The second problem is that naturalism, being a false picture of things, is inevitably destructive of nature, both cosmic and human. I mean not only that the age of technology has, as we all know, given us the power to ruin the world about us with magnificent profligacy. I mean also that it makes it all but impossible for human beings to inhabit the natural world as participants in its gratuity, greatness, and enchantment. And this is rather tragic, because all of civilization”quite literally all of it”springs up in the space between mortals and the mystery of the divine within and beyond the things of earth.

But to find that space”that clearing in the forest”we must first consent to be servants, not simply masters. The works of our hands have to be the way in which we respond to the summons of the ever deeper mystery within things, born out of a primordial human capacity for wonder that never presumes to know more than it can know, and that never tries to determine in advance what may or may not reveal itself.
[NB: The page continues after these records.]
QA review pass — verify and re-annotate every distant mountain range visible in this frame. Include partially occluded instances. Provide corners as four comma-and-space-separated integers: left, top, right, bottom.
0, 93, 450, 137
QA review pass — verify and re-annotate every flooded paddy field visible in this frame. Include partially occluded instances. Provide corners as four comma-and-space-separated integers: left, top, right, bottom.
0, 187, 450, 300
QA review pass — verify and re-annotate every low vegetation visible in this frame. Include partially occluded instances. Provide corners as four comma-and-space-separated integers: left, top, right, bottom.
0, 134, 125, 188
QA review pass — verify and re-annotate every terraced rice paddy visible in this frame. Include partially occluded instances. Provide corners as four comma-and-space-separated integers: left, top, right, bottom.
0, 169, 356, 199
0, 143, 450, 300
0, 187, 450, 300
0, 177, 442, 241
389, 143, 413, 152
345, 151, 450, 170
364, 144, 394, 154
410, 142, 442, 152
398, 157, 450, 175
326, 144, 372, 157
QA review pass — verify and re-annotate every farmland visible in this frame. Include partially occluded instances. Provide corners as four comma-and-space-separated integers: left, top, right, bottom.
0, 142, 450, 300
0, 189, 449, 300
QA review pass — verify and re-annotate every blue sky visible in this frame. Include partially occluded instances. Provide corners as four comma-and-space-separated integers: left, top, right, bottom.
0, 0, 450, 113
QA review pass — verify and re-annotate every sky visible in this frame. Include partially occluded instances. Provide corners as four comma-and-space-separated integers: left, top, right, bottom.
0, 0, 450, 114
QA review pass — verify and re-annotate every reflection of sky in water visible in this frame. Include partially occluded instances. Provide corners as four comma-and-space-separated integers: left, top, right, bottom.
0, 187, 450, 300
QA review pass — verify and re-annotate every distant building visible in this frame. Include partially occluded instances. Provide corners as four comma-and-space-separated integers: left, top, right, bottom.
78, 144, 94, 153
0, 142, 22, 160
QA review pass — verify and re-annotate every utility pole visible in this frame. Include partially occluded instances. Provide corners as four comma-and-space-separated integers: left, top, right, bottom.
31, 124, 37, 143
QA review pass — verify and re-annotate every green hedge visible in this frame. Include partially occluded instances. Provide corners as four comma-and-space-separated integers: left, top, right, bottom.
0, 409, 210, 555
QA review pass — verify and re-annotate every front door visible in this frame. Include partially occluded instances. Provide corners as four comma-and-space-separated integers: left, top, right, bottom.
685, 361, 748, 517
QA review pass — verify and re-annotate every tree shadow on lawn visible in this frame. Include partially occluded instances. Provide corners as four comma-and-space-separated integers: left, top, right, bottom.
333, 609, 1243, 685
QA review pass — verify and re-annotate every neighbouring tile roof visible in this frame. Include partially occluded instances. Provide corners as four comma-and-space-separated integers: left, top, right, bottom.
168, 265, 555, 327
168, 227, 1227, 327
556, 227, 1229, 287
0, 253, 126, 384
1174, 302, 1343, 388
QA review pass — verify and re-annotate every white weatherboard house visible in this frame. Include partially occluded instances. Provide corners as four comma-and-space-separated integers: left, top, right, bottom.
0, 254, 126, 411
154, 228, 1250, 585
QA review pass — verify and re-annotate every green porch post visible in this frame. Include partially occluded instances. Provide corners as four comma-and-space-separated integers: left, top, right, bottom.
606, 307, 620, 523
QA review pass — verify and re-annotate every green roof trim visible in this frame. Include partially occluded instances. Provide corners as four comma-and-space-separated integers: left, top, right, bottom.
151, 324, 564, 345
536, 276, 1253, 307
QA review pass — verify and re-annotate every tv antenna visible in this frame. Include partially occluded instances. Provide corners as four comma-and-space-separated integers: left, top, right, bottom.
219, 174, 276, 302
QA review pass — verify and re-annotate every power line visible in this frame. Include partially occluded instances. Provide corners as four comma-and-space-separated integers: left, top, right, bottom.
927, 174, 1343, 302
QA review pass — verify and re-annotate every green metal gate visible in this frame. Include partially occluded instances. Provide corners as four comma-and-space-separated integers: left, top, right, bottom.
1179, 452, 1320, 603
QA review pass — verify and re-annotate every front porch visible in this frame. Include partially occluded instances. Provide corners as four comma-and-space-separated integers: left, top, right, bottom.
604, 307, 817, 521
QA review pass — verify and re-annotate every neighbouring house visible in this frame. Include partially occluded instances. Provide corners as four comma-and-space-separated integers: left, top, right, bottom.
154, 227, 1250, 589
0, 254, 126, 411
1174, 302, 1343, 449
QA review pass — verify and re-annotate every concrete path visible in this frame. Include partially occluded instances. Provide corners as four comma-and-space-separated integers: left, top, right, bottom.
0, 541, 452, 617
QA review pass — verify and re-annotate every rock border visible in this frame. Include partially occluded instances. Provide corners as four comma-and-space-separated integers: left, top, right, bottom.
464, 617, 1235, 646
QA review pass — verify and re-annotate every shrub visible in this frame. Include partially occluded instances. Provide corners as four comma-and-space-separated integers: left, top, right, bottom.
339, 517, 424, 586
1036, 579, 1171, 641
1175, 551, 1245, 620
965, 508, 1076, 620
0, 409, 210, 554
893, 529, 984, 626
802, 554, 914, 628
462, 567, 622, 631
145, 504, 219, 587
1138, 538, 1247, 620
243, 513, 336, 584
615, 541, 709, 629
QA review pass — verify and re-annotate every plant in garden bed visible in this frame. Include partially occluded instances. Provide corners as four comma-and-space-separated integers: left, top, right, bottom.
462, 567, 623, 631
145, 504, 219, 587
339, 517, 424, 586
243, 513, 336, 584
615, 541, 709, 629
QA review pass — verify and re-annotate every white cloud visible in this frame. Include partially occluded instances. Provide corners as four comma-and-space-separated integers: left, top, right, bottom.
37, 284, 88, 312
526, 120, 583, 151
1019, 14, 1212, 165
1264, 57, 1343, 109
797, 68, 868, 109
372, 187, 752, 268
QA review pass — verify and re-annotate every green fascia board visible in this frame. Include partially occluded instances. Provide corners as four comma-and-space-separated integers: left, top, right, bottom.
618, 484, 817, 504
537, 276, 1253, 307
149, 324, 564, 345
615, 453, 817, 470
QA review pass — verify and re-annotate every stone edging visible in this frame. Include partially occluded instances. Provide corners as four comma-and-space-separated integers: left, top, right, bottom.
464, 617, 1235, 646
And any deafness to this summons, or any arrogant forgetfulness of this mystery, is the deepest, most barbarous irrationality of all.

Or so I would argue, and with greater precision if this column were not already too long. But I have a journey to make this evening, and we must go for our daily walk in the woods before I leave. With any luck, we may catch a glimpse of a nymph or hamadryad, though I have no expectation that we will. Neither Patrick nor I can recall ever having seen one; and whatever Roland knows he keeps hidden in the fastness of his heart.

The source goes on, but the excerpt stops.